Struggling with the stress of isolation

COVID causes teachers, students to quarantine at home

A life of isolation is a common situation happening for many teachers and students across the nation, and at Yutan High school, the story of quarantine is no different.

English teacher Alyssa Hansen recently had to quarantine due to testing positive for Covid and said the whole thing was “overwhelming.”

In the beginning, I felt awful. I was achy, tired, coughing, and had no appetite. My husband and kids also started feeling unwell a few days after me, so then we were all in pretty rough shape,” Hansen said.

Hansen talked about how her family eventually started feeling her symptoms as well. This led the family to feel even more stressed.

“It’s a very helpless feeling…not knowing what to do and where to take them in an emergency is stressful, but there’s also the guilt of knowing if we had to go somewhere, we’d be exposing people to the virus,” Hansen said.

It was a really scary experience… I’m still a little nervous about lasting effects, and the kids taking turns, but I’m grateful that we’ve all been okay so far.

— Alyssa Hansen

With having to feel this sort of guilt, the family stayed at home and got to spend more quality time with each other.

“I did get to spend a lot of time with my family.

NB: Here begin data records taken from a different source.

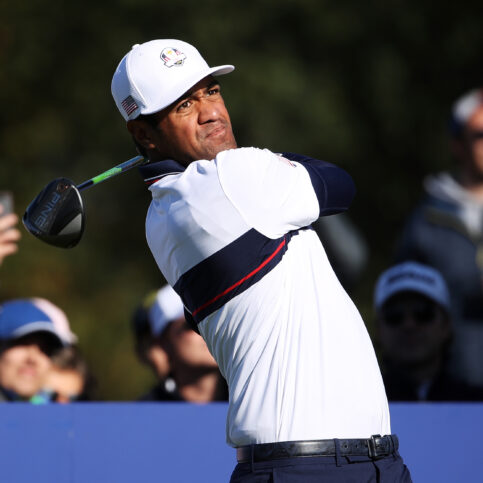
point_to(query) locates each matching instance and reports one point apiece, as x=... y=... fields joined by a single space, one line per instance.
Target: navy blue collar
x=153 y=172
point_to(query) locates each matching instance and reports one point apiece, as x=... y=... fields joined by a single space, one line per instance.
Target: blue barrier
x=180 y=443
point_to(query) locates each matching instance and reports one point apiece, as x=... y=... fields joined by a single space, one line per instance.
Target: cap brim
x=35 y=327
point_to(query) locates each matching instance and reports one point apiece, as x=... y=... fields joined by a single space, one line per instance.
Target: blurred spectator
x=177 y=355
x=28 y=340
x=446 y=232
x=345 y=246
x=413 y=332
x=9 y=234
x=69 y=378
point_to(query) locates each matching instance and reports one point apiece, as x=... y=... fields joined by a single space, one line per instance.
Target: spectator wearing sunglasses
x=446 y=232
x=178 y=356
x=414 y=334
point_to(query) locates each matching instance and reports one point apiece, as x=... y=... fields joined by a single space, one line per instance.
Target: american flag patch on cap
x=129 y=105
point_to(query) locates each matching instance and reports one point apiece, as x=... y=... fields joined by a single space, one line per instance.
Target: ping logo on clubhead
x=42 y=220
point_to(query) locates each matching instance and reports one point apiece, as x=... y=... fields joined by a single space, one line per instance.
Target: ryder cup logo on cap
x=172 y=56
x=155 y=74
x=411 y=277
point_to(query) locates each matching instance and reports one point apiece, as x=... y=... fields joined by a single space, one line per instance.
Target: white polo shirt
x=233 y=237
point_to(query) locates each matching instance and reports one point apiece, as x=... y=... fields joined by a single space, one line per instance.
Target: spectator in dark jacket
x=414 y=333
x=179 y=357
x=446 y=232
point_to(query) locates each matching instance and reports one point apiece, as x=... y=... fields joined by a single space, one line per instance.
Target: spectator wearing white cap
x=178 y=356
x=28 y=340
x=445 y=231
x=413 y=331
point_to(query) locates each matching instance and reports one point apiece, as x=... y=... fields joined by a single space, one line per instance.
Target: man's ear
x=141 y=132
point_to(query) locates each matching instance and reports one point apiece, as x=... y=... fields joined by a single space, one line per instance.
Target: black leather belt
x=375 y=447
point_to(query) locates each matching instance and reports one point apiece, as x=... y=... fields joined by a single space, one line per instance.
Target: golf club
x=56 y=216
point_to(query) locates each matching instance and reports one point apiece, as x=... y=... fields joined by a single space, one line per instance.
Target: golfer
x=230 y=229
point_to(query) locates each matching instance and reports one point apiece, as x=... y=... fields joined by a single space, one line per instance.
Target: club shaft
x=120 y=168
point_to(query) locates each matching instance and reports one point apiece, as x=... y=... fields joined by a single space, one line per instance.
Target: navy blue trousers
x=324 y=469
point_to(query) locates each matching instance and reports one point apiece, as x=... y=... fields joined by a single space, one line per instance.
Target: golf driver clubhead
x=56 y=216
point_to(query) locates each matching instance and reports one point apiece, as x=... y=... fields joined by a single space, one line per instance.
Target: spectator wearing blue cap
x=28 y=339
x=178 y=356
x=414 y=333
x=445 y=231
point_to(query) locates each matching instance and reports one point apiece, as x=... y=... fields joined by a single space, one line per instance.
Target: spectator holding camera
x=28 y=341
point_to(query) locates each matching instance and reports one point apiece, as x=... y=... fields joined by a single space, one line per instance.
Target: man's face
x=25 y=363
x=197 y=126
x=67 y=384
x=473 y=136
x=412 y=330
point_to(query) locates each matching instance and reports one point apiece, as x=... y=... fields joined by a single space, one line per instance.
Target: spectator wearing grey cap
x=414 y=333
x=445 y=231
x=28 y=339
x=178 y=356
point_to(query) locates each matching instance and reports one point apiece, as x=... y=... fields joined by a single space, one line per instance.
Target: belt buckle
x=372 y=446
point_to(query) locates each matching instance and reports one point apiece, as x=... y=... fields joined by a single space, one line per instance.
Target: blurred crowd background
x=367 y=86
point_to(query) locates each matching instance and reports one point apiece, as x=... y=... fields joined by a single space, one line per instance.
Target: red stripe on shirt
x=246 y=277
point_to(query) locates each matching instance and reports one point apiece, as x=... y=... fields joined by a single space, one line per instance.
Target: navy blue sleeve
x=333 y=186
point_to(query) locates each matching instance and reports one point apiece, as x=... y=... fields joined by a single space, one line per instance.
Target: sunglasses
x=422 y=314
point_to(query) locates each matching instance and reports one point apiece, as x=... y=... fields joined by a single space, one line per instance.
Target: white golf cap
x=166 y=307
x=411 y=277
x=155 y=74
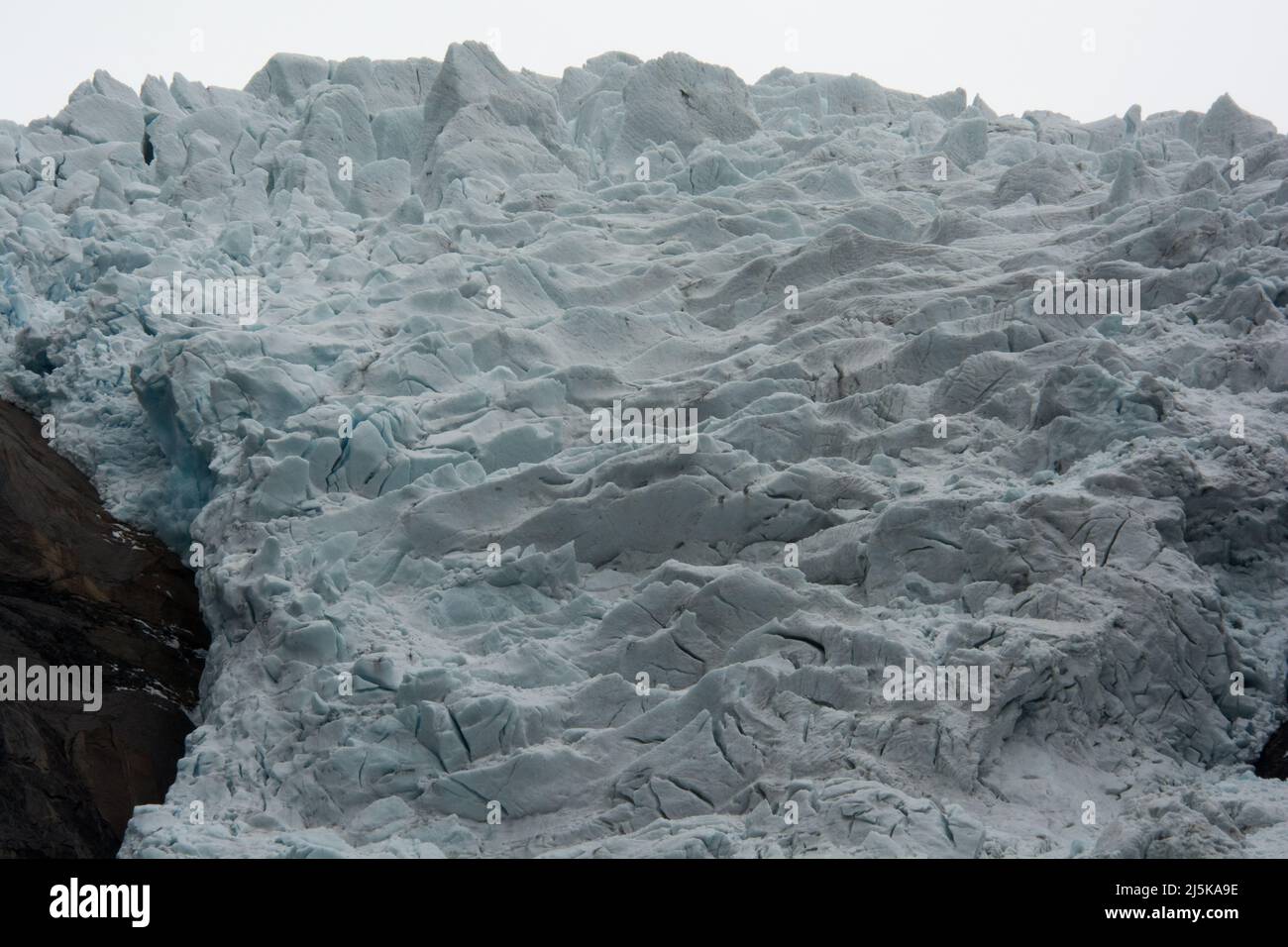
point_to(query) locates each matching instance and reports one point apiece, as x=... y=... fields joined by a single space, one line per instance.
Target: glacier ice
x=449 y=621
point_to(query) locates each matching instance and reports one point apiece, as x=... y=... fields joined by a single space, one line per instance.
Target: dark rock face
x=77 y=587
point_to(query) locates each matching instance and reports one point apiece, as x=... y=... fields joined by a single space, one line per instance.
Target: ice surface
x=433 y=594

Because we were all symptomatic at around the same time, we didn’t have to isolate from each other as much. We got to watch movies and play board games when we were at home and feeling better, which was fun,” Hansen said.

However, even with the niceness of being able to see and socialize with her family, Hansen missed her daily routine back at Yutan.

“Teaching from a computer was not my favorite. We became teachers because we like being around kids, so teaching from a screen was not the same. But it was nice to get into a routine each day and to see kids, even if it was virtually,” she said.

Hansen explains that it wasn’t the easiest to teach from a screen especially since she couldn’t have any one-on-one time, but it was even worse not knowing what could come next.

It was a really scary experience… I’m still a little nervous about lasting effects, and the kids taking turns, but I’m grateful that we’ve all been okay so far,” Hansen said.

Whether it be kids of her own or her students. Hasen wishes the experience upon no one, but unfortunately, things didn’t turn out the way she hoped.

Cole Beutler is one of many students who had the unfortunate luck of being quarantined.

“My older brother Caleb tested positive for Covid, and I’m fairly certain I had it as well,” he said.

Beutler explains that he lost his smell and felt awful for the first week of quarantine, which only made it hard to get the hang of his schoolwork at first.

“First day of quarantine, I didn’t go to my Zooms… I also fell asleep a lot on Zooms but only for a minute or two,” Beutler said.

Austin Spudy

Not being able to focus on Zooms made it harder on him, he says. Because of this, Beutler just tried to get his work done as quickly as possible without the explanation of his teachers.

“It was a lot harder for me personally to learn online, especially in classes like Physical Science and math. I missed a few science labs and a few math quizzes and tests,” he said.

As a result of rushing through his schoolwork, Beutler spent more of his time trying to get better by sleeping and playing video games with “the boys.”

“I missed seeing friends and such, but I still had time to game with the boys or FaceTime others. I didn’t have any serious problems or such, but I’d much rather be in person and sometimes at school,” he said.

Freshman Reagan Wilson is another who can share the story of being forced into confinement, but she had the pleasure of experiencing it more than once.

“The first time I had to quarantine, I was exposed to Covid-19, and the second time I tested positive,” she said.

By having to quarantine more than once, Wilson said that it grew boring over time.

“At the beginning of quarantine, I wasn’t feeling very different physically or emotionally, but as it went on I started to hate it even more,” she said. 

Wilson explains that she felt like she wasn’t able to do anything except stay at home and try to stay on top of her schoolwork.

“I spent most of my time trying to understand my school work, but if I wasn’t doing that I would read or play video games,” she said.

In addition to the amount of work she received, Wilson says that distance learning was “the most difficult part of quarantine.”

Try to stay as safe as possible because not being able to go to school isn’t as fun as it sounds.

— Reagan Wilson

“I need to be able to have visual aids to help me understand things better, so I got confused very easily… without being able to learn it in person, and with my poor internet, doing Zoom and working at the same time was very hard,” Wilson said.

With all the stress involving distance learning, she says it affected other parts of her life including her friendships.

“It (quarantine) affected my mental health because I wasn’t able to see my friends,” Wilson said.

Overall, Wilson believes that the whole concept of quarantine is a very tough thing to go through and advises people to wear their masks.

“Try to stay as safe as possible because not being able to go to school isn’t as fun as it sounds.”